[Dlang-internal] DIP1000 discussion and testing
Martin Nowak via Dlang-internal
dlang-internal at puremagic.com
Tue Nov 22 06:09:49 PST 2016
On Sunday, 16 October 2016 at 13:45:42 UTC, Dicebot wrote:
To summarize the current state, the Skype call with Walter
cleared most of the misunderstandings, DIP1000 is about 2 simple
points.
- make scope work (fix all escaping whatsoever)
It's more complex than return ref because pointers, other than
references, can be bound to variables, hence the lifetime algebra.
Since it was already possible to create pointers in @safe code
(ubyte[] a
= staticArray[];), and we finally can prevent escaping of
pointers,
DIP1000 also includes allowing to take the address of sth. in
@safe
code, similarly to how &ary[$] is now possible (see
https://github.com/dlang/dmd/pull/6253).
- add return scope to allow returning scoped arguments (or sth.
derived
from them)
The current state is to conservatively assume the return value
has the
minimum lifetime of all return scope parameters (no smartness
about
possible aliasing of return value to parameters), even for
@trusted
functions.

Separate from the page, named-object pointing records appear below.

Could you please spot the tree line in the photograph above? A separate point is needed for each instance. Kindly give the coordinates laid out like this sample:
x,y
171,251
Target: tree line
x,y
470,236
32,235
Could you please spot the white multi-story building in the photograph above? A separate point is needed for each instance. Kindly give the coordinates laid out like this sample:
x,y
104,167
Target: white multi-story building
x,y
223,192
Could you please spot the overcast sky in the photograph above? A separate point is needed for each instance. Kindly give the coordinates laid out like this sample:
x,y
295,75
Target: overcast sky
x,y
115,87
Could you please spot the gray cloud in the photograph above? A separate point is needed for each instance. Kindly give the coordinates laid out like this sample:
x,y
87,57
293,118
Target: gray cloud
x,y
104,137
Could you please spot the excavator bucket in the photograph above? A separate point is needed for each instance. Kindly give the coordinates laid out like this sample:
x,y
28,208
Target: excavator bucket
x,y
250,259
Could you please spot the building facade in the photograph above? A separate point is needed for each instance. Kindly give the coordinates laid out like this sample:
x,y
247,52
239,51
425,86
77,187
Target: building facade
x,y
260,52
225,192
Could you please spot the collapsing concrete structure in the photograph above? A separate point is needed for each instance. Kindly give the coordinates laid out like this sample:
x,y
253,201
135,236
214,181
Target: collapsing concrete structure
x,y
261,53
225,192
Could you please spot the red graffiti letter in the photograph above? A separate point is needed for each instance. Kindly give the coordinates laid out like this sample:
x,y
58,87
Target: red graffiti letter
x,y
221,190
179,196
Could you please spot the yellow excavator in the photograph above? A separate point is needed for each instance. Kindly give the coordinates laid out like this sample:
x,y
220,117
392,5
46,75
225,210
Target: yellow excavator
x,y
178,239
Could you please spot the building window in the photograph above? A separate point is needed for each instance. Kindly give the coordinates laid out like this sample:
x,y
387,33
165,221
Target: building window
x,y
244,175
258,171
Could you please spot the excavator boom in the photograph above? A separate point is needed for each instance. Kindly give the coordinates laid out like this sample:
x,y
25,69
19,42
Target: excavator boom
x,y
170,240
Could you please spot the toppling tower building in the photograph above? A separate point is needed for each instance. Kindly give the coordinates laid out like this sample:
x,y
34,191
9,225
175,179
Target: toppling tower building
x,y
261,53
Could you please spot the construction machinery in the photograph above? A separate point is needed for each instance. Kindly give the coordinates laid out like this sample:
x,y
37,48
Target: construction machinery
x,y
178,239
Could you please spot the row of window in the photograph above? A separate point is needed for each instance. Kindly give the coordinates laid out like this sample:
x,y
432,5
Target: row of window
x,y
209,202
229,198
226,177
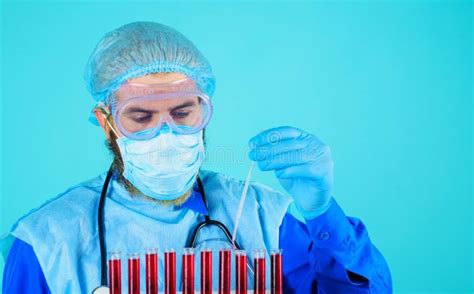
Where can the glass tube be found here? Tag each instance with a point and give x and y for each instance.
(170, 271)
(115, 273)
(134, 273)
(240, 272)
(276, 271)
(206, 271)
(224, 270)
(259, 267)
(188, 271)
(151, 260)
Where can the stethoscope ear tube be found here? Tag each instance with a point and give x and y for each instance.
(100, 222)
(101, 228)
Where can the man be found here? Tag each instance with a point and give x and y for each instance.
(153, 86)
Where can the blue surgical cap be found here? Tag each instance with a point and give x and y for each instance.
(141, 48)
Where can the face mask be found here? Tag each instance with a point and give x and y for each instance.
(165, 166)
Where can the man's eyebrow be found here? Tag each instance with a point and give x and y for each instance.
(183, 105)
(138, 109)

This should enable RC/Unique like patterns or ranges on
containers.
- Adding scope inference for parameters and variables, we already
have return inference from DIP25.
Inference will make this actually usable, otherwise we'd end up
with a huge amount of required extra annotations.
====================
Open questions from my side:
- what about unwanted/incorrect return scope inference
Mixed return branches would conservatively assume a scoped return
value?
Is this a valid use-case? Should at least work with @system code.
int* func()(int* arg, bool allocate)
{
return allocate ? new int : arg;
}
- what about return ref without scope
Does return ref on parameters makes sense without scope?
Can you take the address of an unscoped return ref result?